Le législateur pourrait être réticent à renoncer au principe fondateur du Congé de reclassement –même s’il est devenu une fiction dans les faits– selon lequel la responsabilité de l’employeur permet de lui imposer des obligations croissantes avec la taille de l’entreprise, et donc avec sa capacité contributive supposée. Dans ce cas il serait possible d’ajouter aux propositions ci-dessus :
- Des modalités minimales du Congé de reclassement alignées sur celles du CSP : durée minimale de 12 mois, taux de remplacement à 75% et droits sociaux afférents, garantie minimale de moyens alloués à la cellule de reclassement et à la formation, etc. Ainsi l’alternative entre ce que propose l’employeur et le CSP serait claire.
- Une contribution à l’accompagnement croissante avec la capacité contributive de l’entreprise (son effectif n’étant qu’un indicateur imparfait) pour les cas où le salarié préférerait le CSP et l’accompagnement par Pôle Emploi au Congé de reclassement proposé par l’employeur.

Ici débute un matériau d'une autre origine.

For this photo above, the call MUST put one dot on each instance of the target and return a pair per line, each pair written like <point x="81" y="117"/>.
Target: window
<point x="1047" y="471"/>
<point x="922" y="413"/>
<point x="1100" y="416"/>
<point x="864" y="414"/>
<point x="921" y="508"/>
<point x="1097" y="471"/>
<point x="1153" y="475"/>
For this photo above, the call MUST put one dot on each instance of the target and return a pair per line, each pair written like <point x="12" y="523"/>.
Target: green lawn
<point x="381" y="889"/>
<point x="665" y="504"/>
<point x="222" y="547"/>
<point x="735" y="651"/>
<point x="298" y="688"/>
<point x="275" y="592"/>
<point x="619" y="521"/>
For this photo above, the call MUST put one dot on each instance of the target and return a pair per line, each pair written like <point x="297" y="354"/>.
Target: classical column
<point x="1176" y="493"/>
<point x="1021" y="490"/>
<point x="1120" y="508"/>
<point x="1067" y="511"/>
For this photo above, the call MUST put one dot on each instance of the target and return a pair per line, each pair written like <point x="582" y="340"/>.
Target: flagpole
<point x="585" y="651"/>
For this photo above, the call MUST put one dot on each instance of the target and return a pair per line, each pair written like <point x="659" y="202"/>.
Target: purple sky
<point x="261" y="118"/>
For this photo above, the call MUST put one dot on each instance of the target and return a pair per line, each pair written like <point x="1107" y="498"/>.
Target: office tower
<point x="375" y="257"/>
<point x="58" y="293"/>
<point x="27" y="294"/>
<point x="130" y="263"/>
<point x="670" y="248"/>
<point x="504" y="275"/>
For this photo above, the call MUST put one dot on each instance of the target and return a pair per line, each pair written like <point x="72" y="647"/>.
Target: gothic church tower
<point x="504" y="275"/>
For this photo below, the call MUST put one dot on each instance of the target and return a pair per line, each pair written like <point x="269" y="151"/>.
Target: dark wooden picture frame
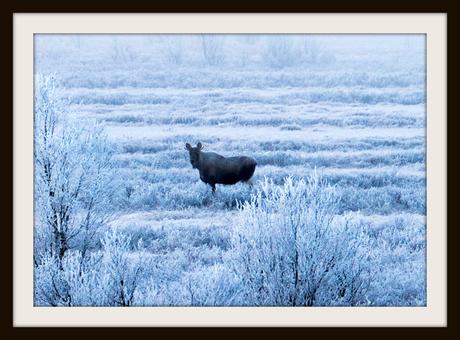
<point x="354" y="7"/>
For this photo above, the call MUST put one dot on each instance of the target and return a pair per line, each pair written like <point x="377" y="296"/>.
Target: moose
<point x="216" y="169"/>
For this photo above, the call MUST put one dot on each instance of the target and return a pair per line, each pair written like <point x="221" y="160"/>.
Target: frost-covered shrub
<point x="122" y="270"/>
<point x="109" y="277"/>
<point x="291" y="250"/>
<point x="214" y="285"/>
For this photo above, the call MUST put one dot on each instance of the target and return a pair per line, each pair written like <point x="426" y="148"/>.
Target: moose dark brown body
<point x="216" y="169"/>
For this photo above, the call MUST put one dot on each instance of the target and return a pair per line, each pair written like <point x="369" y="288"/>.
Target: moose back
<point x="216" y="169"/>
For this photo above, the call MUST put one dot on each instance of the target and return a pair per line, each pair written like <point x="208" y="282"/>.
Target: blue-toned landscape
<point x="334" y="215"/>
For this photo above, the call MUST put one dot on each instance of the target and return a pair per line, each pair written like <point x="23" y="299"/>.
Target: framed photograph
<point x="225" y="169"/>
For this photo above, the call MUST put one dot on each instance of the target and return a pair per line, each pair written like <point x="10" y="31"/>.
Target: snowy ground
<point x="362" y="128"/>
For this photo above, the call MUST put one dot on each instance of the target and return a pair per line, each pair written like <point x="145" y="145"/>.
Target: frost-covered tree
<point x="72" y="175"/>
<point x="291" y="249"/>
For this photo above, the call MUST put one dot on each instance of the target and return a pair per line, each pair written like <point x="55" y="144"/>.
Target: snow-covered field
<point x="353" y="107"/>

Penser le reclassement dans le marché du travail contemporain
A court terme l’objectif du CSP+ est de sortir du réseau actuel de contraintes, d’échappatoires et de mauvaise information des parties prenantes, pour améliorer les chances de reclassement des salariés. En simplifiant les dispositifs existants le CSP+ peut se faire dans l’intérêt conjoint des individus, des employeurs et de la collectivité.
A moyen terme il reste que l’employeur qui met fin à un contrat de travail le fait pour des raisons économiques dans l’immense majorité des cas, même si ces raisons ne sont pas forcément explicites dans le motif de rupture –d’autant moins que des obligations spécifiques y sont attachées. Les ruptures de contrats de travail engendrant des besoins de reclassement liées au fonctionnement normal d’une économie n’ont donc pas diminué. Le changement tient au fait que les actions de reclassement auparavant imposées à l’entreprise et financées par elle se sont déplacées vers le service public de l’emploi et ses prestataires. Cette évolution s’est faite par défaut et au fil de l’eau, mais il est clair qu’il existe là un domaine de réflexion et de réforme à travailler, dans un cadre bien plus large que celui des dispositifs de reclassement réservés aux salariés licenciés économiques.